The key point is that there is going to be difference here from what we see in consumer space & recognizing that there requires some new flexibility for enterprises. Making sure the needs of the enterprises, what type of slices that can work well for them, whether there is a need or not some specialized services that are focused on particular segments of industry, and the type of slices that might go along with that. There may be some need for new ways of sharing spectrum and there may be some freedom of giving license spectrum for enterprises for their use inside those spaces.

As we think about the possibilities of 5G, how the inter roles going to be in our lifestyles, what are the other areas that we can think about reducing risk & security, such as hardening the systems against electromagnetic weapons. How can these be addressed going forward?

Obviously a lot attention paid to 5G security itself. There are multiple security issues, but there is an effort underway by Standards Body at 3GPPP SA3 focused entirely on Security Standards for 5G deployments. Basically taking lessons learned from LTE, 4G, 3G etc , taking the Security in the Standard itself. How that can be applied to drones for example and those types of technologies. There are additional security layered on top of that for drones. The 3GPP Standards is really about the network, how to secure the network, but at the device side you really need additional security protection (on the individual device as well).

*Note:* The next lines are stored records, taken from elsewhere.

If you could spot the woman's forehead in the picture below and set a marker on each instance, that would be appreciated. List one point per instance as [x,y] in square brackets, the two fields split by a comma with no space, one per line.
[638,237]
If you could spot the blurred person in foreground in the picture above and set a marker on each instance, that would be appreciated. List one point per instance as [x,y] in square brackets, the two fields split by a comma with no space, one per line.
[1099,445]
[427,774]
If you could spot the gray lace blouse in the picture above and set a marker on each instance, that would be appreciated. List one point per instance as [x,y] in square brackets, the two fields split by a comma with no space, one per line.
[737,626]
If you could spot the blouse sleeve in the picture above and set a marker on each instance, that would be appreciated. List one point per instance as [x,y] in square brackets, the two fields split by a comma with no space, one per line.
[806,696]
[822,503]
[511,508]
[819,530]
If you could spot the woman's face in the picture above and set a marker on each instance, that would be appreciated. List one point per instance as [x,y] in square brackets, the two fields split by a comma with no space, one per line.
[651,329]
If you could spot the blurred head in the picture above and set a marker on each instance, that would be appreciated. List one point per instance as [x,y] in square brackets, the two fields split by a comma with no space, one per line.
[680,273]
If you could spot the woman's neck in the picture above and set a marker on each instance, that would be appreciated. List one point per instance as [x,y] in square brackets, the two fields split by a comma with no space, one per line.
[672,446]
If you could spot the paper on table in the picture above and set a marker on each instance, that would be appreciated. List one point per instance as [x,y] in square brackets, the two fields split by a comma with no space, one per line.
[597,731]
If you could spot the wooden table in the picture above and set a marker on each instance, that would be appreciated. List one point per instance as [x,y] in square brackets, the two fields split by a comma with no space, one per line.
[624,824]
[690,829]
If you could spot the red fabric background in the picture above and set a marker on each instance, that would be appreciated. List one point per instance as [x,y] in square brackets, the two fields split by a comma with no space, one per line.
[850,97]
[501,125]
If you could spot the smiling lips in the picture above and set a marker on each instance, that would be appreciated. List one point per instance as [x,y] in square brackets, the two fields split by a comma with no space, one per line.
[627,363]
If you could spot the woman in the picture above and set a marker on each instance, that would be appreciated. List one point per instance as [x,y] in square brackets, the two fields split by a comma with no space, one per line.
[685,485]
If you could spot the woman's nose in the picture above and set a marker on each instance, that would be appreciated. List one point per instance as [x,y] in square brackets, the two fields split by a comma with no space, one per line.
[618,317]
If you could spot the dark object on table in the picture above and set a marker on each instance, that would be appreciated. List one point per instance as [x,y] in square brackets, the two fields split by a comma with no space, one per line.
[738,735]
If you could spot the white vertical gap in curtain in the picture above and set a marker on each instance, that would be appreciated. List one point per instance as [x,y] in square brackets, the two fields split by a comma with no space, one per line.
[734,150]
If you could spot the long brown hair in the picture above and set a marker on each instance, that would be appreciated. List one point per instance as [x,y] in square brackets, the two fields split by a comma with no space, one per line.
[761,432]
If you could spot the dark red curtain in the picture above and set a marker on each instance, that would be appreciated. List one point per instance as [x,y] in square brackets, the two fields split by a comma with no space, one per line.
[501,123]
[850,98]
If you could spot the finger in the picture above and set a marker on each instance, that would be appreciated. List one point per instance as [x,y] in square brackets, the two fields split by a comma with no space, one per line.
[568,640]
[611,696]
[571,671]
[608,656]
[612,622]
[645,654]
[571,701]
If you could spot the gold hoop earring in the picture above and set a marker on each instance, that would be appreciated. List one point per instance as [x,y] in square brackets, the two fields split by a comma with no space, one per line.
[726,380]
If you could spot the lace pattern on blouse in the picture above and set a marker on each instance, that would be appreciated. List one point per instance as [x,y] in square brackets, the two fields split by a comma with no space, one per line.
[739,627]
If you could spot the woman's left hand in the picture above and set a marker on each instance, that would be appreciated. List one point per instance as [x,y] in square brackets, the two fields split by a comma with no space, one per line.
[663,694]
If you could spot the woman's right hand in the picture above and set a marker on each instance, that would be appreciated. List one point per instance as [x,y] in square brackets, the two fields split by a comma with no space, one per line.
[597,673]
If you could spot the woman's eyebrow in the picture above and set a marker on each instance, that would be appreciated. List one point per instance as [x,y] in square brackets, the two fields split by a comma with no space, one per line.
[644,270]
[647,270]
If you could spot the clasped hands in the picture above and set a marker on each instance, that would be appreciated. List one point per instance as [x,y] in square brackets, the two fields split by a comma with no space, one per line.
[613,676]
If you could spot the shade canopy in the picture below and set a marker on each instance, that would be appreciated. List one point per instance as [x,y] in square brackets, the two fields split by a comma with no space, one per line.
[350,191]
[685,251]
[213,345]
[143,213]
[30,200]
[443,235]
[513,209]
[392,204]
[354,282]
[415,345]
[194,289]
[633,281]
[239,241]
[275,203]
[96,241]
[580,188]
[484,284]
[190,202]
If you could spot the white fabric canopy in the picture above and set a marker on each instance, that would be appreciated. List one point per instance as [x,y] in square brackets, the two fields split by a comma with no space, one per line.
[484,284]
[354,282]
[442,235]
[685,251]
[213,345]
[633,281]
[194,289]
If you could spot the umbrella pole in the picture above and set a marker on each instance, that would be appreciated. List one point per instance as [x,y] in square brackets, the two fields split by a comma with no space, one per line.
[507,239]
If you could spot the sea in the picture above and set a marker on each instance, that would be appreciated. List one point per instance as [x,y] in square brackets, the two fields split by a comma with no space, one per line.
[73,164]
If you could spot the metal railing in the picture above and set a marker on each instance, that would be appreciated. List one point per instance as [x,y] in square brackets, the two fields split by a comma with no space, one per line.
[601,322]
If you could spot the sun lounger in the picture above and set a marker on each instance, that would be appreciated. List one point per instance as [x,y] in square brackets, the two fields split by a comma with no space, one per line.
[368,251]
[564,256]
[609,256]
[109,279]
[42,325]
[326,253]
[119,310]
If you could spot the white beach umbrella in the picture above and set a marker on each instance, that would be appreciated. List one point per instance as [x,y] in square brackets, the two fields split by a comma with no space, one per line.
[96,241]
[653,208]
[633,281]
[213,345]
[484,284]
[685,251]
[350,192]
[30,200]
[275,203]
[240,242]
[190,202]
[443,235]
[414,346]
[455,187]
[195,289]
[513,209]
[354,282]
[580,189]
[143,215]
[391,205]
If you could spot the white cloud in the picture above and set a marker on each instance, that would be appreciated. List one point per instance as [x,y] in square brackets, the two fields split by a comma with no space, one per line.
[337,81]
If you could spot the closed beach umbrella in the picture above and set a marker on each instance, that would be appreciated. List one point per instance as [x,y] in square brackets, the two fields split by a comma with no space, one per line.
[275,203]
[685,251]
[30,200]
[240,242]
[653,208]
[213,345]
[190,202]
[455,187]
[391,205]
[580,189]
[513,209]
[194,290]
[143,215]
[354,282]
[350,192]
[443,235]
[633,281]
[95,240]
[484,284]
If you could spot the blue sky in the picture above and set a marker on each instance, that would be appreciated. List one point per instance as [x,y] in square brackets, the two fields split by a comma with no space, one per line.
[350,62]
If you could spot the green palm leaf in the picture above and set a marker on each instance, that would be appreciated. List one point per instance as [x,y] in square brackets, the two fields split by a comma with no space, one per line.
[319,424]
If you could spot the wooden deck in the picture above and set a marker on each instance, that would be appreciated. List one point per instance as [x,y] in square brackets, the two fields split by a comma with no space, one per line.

And part of the technology, we put in things like secure on place, as you onboard the device, as the device gets on boarded, there is a secure device onboarding and that happens throughout the network. So, you know that is the right device that has the right identification, that has the right capabilities before any data gets transmitted across, so those security assets are coming to the network and as well to the edge computing. As we bring more power to the edge network, we add more visibility on control (as we bring more computing to the edge network).

One of the big things in edge computing is that as operator, a lot of security tools that we use in the core network, then are push to the edge. Hence, we can start to do monitoring, we can start looking at flows, and we can identify things that happens closer to the user. There are a lot things happening with 5G, a push on the Core infrastructure to the end users. It’s about changing the network architecture model, hence we could change the game in security infrastructure, a lot work is underway.